IN TIME TO COME, an adventurous film produced by local director, Tan Pin Pin is showing exclusively at Filmgarde Bugis+ for a short run from Thursday to Sunday.

The film’s official write up goes like this,

“As enigmatic remnants of life from 25 years ago emerge – a bottle of water from the Singapore River, a copy of Yellow Pages, a phone charger – today’s selection of items are carefully primed for future generations to decode. Interwoven are carefully composed shots of moments we rarely think to preserve: the in-between minutes of daily life spent waiting for things to happen, shot in locales as diverse as the lush jungle to a residential district infused with haze.

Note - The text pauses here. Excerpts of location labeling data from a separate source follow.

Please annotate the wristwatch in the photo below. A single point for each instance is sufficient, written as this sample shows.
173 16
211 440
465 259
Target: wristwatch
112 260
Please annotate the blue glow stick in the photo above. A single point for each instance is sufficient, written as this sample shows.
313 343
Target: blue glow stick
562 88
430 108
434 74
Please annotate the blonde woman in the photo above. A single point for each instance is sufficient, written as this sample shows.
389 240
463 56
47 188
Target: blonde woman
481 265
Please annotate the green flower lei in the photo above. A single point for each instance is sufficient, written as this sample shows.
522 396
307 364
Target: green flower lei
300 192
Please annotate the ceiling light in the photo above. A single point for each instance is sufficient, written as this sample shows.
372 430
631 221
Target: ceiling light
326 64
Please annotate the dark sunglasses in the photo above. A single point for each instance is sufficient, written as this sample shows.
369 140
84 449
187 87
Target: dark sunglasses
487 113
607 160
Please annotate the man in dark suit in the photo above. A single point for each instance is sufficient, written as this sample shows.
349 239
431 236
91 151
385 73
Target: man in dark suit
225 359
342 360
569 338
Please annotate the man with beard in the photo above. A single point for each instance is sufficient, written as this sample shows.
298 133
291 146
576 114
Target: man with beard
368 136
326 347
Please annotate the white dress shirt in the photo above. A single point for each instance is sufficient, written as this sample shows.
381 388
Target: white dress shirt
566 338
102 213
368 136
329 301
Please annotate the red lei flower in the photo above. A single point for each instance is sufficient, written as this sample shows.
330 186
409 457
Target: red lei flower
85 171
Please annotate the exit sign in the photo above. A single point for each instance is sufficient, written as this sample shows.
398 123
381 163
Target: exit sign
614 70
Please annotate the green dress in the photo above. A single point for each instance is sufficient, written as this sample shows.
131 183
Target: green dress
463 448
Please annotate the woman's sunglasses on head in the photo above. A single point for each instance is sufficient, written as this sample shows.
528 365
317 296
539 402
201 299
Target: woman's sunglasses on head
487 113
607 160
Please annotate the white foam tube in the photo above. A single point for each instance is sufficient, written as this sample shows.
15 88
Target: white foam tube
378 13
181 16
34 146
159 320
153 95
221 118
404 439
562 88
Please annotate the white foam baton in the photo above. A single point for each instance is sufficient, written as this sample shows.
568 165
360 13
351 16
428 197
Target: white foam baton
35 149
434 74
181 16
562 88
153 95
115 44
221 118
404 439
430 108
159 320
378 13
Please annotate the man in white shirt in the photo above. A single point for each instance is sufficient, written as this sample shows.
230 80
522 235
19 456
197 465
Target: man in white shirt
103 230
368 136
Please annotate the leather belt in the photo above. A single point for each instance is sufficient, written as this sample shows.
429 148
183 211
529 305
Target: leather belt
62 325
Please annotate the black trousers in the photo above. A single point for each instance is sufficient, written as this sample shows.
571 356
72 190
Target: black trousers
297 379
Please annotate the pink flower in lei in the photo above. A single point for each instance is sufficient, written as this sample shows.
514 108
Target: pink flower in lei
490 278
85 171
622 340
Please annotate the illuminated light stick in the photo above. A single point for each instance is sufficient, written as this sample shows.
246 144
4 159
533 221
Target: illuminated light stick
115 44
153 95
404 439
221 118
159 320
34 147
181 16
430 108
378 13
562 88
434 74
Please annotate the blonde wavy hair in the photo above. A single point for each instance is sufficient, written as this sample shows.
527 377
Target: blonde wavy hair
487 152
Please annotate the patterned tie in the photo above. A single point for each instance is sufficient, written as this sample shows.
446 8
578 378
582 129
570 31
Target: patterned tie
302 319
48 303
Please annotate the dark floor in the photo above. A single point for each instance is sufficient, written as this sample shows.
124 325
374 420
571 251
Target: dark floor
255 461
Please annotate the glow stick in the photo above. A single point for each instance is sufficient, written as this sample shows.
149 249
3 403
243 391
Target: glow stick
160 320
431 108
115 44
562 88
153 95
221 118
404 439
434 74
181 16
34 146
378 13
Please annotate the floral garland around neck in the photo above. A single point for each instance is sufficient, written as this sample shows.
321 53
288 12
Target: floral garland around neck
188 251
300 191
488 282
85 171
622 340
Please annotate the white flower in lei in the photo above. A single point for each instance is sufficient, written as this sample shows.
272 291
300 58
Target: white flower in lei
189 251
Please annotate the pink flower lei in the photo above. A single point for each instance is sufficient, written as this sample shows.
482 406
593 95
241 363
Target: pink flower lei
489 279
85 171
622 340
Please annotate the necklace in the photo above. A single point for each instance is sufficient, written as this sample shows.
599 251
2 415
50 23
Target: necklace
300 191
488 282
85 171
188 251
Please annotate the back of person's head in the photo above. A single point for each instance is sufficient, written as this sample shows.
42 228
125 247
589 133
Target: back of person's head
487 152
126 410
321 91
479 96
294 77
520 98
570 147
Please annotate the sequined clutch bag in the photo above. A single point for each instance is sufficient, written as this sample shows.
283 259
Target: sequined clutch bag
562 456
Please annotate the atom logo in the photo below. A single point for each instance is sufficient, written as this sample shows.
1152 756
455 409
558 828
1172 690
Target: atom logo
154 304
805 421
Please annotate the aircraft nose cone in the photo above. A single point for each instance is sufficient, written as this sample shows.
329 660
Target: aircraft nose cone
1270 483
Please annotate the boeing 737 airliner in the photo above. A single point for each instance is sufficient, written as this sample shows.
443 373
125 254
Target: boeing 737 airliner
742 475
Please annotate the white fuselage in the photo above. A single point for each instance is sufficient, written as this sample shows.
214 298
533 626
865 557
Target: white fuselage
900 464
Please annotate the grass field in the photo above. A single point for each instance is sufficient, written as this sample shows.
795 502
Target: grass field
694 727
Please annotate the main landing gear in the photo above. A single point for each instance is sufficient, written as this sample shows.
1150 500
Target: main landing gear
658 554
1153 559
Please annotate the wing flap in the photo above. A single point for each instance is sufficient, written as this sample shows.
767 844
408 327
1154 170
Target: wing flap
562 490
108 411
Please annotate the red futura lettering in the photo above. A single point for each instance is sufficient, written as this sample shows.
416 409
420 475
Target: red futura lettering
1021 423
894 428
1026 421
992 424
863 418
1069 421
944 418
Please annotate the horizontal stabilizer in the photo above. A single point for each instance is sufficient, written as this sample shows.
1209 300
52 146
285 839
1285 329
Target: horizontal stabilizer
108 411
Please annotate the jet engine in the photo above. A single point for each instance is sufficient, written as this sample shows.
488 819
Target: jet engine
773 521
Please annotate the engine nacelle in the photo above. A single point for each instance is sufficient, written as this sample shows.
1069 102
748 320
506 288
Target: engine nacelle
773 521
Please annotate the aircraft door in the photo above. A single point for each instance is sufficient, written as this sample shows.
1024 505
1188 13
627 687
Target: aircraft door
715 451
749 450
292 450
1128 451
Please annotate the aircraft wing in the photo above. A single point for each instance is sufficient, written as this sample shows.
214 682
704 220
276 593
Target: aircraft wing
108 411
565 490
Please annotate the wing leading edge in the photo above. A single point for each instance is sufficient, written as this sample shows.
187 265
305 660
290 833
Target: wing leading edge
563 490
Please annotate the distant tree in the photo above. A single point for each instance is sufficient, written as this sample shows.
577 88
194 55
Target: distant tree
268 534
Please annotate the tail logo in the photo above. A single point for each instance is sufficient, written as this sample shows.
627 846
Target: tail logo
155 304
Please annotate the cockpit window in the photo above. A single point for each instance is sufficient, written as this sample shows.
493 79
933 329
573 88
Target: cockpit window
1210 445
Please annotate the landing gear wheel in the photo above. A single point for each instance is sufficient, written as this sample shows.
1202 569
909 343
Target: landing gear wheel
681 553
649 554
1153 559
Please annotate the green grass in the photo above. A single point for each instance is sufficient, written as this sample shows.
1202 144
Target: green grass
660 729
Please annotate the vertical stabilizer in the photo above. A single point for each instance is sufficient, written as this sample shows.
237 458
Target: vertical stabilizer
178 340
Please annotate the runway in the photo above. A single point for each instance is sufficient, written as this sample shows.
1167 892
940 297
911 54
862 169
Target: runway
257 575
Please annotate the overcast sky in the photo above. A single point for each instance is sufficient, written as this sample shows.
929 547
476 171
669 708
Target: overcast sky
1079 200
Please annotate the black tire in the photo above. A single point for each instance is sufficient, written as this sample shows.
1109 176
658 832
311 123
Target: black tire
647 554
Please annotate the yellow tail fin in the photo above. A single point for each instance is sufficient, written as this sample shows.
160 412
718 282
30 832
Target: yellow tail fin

This picture of Singapore is both lovely and startlingly strange, already slipping beyond the present its inhabitants struggle to hold in their hands. Like the time capsules in the film, this film itself is a vessel that transports us through past, present and future, a prism through which we glimpse alternate realities. The latest movie gifted by observer Tan Pin Pin takes its thematic DNA from her previous bold, intelligent work, but leads its audience into uncharted cinematic territory.”

A film that does not contain a single line of narration nor dialog but the lack of it sets your mind filling in the gap.Set with the backdrop of opening of a time capsule and the sealing of another, the film is sprayed with various scenes of Singapore everyday life which many would probably not pay notice to.

Quoting Lim Jia liang, a local chocolate maker who watched the premiere show on Tuesday, this film should be looked as wine, as its flavor ages with time. While it is considered a work of art now, it will be even much revered in decades to come especially if there is a departure from the way of life that we know today.

The undirected shots of ritualist happenings, coupled with the silence of the cinema and real-life sound quality of the film, allows the freedom for viewer’s eyes to wander as freely and immerse into the movie frames.

My deepest impression from the film is the presence of various foreign construction workers shown throughout the film. A large part of Singapore that we know today is constructed by these workers but by the time many time capsules are reopened after a couple of decades later, these individuals who slogged day and night will be hardly remembered nor recognised and back to their home country.

A film not for the casual movie-goer, but for those who seek mental stimulation over matters of everyday life.